Fixing the Indian Act

Canada’s most archaic legislation, the Indian Act, may finally be revised this year, but the changes under discussion will do little to remedy the abject poverty of most aboriginal citizens. […]

Canada’s most archaic legislation, the Indian Act, may finally be revised this year, but the changes under discussion will do little to remedy the abject poverty of most aboriginal citizens. Until they experience the full range of rights enjoyed by other Canadians, they will continue to be the poorest, least educated and therefore most jailed ethnic group in the land.

“New law to reform native voting,” read the headline after Indian Affairs Minister Robert Nault announced his proposals in January. Many of them are laudable and long overdue; on many reserves, voting is a joke, with the outcome tilted towards incumbents who wield enormous financial power over band members. A legal structure that ensures fair elections and protects the jobs of reserve employees who dare to dissent from entrenched chiefs will help remedy that.

But the changes offer window dressing on a dilapidated house with a rotten foundation. How fairly leaders are elected is decidedly less important than how much scope the government has when it takes office. Band councils have the legal authority to evict families from their homes with 24-hour notice. The title to most reserve lands, at the behest of the Crown, belongs to the entire community.
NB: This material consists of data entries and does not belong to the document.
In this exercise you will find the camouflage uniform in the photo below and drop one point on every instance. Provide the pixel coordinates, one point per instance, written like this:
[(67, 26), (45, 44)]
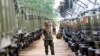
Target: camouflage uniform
[(48, 41)]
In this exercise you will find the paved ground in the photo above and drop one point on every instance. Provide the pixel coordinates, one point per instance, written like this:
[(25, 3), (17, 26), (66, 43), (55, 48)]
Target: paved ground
[(37, 49)]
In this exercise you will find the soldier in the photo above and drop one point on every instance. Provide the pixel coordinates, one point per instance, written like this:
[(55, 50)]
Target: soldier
[(48, 38)]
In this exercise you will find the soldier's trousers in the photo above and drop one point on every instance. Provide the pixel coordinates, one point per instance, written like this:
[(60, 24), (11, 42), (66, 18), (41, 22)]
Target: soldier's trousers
[(51, 44)]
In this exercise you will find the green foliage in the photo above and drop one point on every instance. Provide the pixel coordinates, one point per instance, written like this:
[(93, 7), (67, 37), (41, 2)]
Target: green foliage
[(44, 7)]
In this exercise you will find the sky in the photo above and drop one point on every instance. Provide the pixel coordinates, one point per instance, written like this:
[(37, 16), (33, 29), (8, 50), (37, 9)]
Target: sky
[(90, 6)]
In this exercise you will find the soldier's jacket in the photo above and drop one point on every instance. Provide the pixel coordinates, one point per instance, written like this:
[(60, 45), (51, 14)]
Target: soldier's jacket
[(48, 34)]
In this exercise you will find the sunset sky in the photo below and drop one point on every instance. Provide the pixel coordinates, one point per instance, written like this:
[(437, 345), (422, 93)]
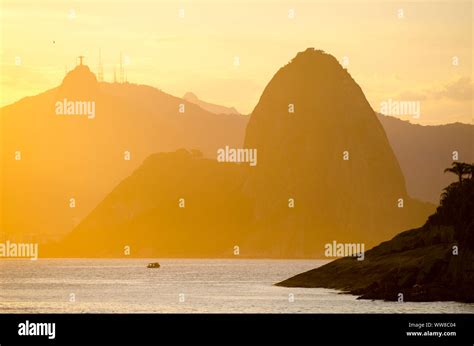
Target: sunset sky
[(409, 58)]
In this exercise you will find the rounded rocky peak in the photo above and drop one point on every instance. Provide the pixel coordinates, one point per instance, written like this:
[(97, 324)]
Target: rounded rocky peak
[(189, 96)]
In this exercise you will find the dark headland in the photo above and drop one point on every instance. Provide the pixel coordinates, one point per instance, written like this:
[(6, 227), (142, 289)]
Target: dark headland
[(432, 263)]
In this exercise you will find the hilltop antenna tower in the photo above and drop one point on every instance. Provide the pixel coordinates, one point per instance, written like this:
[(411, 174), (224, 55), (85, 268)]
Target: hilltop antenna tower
[(121, 70), (100, 72)]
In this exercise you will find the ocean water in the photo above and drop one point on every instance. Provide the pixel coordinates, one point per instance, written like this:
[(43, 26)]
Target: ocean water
[(179, 286)]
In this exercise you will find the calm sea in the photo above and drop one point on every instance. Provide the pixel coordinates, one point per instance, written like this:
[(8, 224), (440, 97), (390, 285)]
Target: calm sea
[(180, 285)]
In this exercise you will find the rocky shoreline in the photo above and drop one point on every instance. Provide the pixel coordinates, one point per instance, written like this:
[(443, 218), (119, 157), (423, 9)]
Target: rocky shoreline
[(431, 263)]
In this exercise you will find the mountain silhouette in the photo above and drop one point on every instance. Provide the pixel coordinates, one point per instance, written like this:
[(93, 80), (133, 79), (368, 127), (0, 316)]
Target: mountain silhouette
[(309, 118), (66, 156), (210, 107), (300, 157), (424, 151)]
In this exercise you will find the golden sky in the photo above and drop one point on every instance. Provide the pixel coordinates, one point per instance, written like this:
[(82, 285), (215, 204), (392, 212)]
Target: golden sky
[(407, 59)]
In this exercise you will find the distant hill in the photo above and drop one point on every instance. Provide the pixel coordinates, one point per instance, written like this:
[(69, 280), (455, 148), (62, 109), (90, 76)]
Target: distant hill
[(300, 158), (210, 107), (74, 156), (431, 263), (424, 151), (144, 212)]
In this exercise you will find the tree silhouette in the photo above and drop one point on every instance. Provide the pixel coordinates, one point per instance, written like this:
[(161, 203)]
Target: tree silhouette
[(460, 169)]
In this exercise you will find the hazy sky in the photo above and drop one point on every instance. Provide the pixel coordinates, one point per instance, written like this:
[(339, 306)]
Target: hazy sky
[(407, 59)]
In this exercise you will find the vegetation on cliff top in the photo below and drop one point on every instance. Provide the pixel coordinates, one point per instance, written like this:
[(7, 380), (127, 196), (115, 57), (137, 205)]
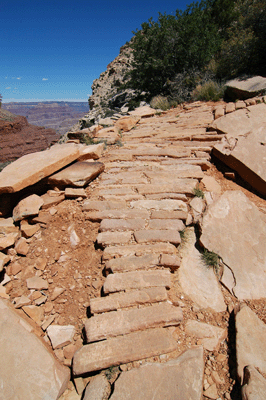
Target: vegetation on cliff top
[(210, 40)]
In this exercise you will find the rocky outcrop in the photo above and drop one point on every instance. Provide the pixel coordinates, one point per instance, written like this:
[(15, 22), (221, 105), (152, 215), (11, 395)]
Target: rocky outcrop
[(18, 137)]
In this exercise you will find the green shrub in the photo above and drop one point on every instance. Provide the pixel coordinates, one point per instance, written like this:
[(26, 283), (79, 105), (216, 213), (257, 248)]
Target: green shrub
[(160, 102), (208, 91)]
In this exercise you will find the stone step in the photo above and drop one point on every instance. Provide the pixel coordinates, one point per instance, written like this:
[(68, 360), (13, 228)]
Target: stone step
[(110, 238), (175, 224), (169, 205), (115, 323), (149, 236), (124, 214), (138, 250), (137, 280), (178, 186), (133, 263), (122, 300), (122, 349), (98, 205), (121, 224)]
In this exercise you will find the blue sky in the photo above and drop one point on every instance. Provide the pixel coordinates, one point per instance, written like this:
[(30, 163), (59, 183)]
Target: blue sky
[(54, 49)]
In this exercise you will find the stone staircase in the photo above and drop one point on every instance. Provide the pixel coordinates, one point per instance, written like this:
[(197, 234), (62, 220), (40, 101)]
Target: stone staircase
[(142, 203)]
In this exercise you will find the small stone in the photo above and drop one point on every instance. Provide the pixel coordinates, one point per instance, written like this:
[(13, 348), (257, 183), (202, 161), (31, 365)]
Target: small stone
[(60, 335), (22, 247), (37, 283)]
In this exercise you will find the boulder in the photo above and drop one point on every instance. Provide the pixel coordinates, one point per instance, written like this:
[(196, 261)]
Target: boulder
[(30, 371), (250, 341), (245, 136), (235, 229), (197, 280), (77, 175), (180, 378), (31, 168), (27, 207), (241, 88)]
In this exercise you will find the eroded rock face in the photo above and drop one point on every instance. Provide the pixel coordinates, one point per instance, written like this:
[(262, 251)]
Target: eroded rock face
[(176, 379), (35, 372), (235, 229), (196, 280), (250, 341), (245, 136)]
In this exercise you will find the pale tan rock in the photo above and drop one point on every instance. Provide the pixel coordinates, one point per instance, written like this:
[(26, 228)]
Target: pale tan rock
[(138, 250), (110, 238), (91, 152), (125, 124), (250, 341), (35, 313), (144, 111), (37, 283), (121, 224), (254, 385), (196, 280), (22, 247), (27, 207), (29, 379), (234, 228), (77, 175), (149, 236), (168, 205), (210, 336), (97, 205), (180, 378), (211, 185), (137, 280), (60, 336), (98, 389), (171, 261), (219, 112), (3, 260), (115, 323), (121, 350), (74, 193), (174, 224), (132, 263), (31, 168), (128, 299)]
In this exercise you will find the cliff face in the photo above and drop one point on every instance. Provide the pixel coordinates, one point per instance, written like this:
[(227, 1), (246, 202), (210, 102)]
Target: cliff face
[(110, 81), (18, 137)]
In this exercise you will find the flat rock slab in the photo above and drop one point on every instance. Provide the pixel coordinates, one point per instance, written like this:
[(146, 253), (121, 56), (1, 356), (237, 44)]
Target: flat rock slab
[(250, 341), (137, 280), (210, 336), (29, 371), (196, 279), (137, 250), (133, 263), (31, 168), (149, 236), (98, 205), (122, 300), (254, 387), (168, 205), (117, 323), (109, 238), (77, 175), (235, 229), (246, 136), (123, 349), (180, 378), (122, 225)]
With no security of possession, it becomes an irrational act for individuals to build or improve their assets. And the wholesale exemption of reserve lands from the strictures of commercial law guarantee First Nations’ exclusion from the dynamic economy surrounding them.

In a ground-breaking book published in 2000, Peruvian economist Hernando de Soto explained the connection between secure property rights and prosperity. Called The Mystery of Capital: Why Capitalism Triumphs in the West and Fails Everywhere Else, it links higher Third World poverty levels with the lack of clear legal definitions of property. De Soto estimates that the teeming masses in Latin America, Africa and Asia are sitting on assets that total US$9.3 trillion dollars, a capital base that could generate more enterprises than all the money coming from developed countries. Mostly composed of the land occupied by poor people, it has become what is called “dead capital,” “held but not owned” by its occupants. It amounts to 20 times the size of foreign commercial investment over the last decade and 93 times the amount of foreign aid to the Third World in the past 30 years. It remains unreleased because most of its occupants are squatters, with no legal title.
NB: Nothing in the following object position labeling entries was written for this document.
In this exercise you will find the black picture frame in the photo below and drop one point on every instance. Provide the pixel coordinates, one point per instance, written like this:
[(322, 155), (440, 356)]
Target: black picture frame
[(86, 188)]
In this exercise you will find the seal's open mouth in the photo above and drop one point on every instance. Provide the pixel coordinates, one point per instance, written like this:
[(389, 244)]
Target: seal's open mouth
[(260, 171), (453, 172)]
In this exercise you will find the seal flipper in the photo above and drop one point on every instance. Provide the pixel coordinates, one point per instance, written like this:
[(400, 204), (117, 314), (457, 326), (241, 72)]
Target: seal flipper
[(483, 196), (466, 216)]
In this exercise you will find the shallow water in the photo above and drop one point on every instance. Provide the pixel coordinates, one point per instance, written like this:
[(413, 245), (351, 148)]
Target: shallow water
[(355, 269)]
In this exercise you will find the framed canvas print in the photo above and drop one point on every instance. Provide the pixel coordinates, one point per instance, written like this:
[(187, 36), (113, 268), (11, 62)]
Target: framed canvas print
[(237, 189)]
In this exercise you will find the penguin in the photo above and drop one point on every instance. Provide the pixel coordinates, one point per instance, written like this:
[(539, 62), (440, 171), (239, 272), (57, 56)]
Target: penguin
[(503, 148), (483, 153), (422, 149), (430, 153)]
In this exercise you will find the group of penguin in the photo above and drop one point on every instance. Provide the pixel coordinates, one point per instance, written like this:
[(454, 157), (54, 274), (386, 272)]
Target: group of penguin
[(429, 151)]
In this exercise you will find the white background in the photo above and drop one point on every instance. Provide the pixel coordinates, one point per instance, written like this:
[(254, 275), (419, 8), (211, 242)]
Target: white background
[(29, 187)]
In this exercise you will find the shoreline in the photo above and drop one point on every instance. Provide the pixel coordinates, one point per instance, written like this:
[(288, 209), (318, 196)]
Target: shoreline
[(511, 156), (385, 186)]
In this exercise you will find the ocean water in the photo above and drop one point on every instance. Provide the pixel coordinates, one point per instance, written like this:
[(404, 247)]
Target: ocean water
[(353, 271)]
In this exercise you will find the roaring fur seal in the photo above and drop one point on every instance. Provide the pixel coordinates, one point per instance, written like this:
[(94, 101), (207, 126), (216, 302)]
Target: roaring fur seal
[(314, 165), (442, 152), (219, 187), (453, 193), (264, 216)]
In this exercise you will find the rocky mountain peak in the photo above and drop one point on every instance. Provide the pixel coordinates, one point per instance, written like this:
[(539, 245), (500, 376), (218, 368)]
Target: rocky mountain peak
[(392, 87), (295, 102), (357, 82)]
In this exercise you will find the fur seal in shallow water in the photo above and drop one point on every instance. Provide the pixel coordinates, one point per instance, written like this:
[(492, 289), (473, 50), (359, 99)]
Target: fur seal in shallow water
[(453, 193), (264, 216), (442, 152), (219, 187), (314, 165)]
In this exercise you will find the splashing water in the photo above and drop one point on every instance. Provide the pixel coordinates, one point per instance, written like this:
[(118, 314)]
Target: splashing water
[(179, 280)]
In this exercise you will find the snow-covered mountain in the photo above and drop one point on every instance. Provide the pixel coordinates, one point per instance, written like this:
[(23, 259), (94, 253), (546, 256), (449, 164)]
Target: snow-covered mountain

To quote The Economist, “secure title makes assets fungible. In a country with good property laws, almost anyone can use a house or a piece of land as collateral to raise a loan.” It also allows for collective effort; ownership of enterprises can be shared by hundreds, each of whom can cash out his or her share without jeopardizing the business. Without a decentralized system of ownership, with legal protection of transactions, economies remain trapped in inefficient, localized webs of interaction.

This analysis offers a compelling explanation for the entrenched poverty of Canada’s native people. A growing number of their opinion leaders are coming to the same conclusion. The sections of the Indian Act — 29, 87, 89 and 90 — that effectively forbid commercial credit create “a real reluctance to put a business on a reserve,” one of them recently stated. Repeal of those sections of the Act would do more to empower ordinary band members than a regime of fair voting.

B.C. native activist Meaghan Walker-Williams, assisted by economist David Friedman, has developed a proposal for expanding native commerce. She calls it the Coast Salish Free Trade Model, and it contains the ingredients for the revival of aboriginal economies. It would create free trade zones on all reserve properties, akin to the open economic structure that made Hong Kong an economic powerhouse, with no taxes and no external regulation. In exchange, business that invested in the zones would have to provide equity and employment for band members. Ms. Walker-Williams would also require investors to plow a percentage of their profits into a perpetual trust fund which would underwrite the myriad of government services now paid for by taxes.

Free trade zones would certainly mitigate the economic disaster induced by decades of bad law. But the notion would be impossible under the current Indian Act. What investors would go near a reserve if it meant risking total capital loss? The section of the Act that forbids non-natives from seizing assets on reserves must be repealed, or the idea is a non-starter.

Aboriginal poverty is mostly a function of bad laws. Tinkering with the Indian Act might expand democratic rights on reserves, but the most pressing need is the assurance of economic rights. When the belly is empty, who cares about voting?

If we intend to help natives climb out of the income cellar, we have to clear the clutter off the stairs.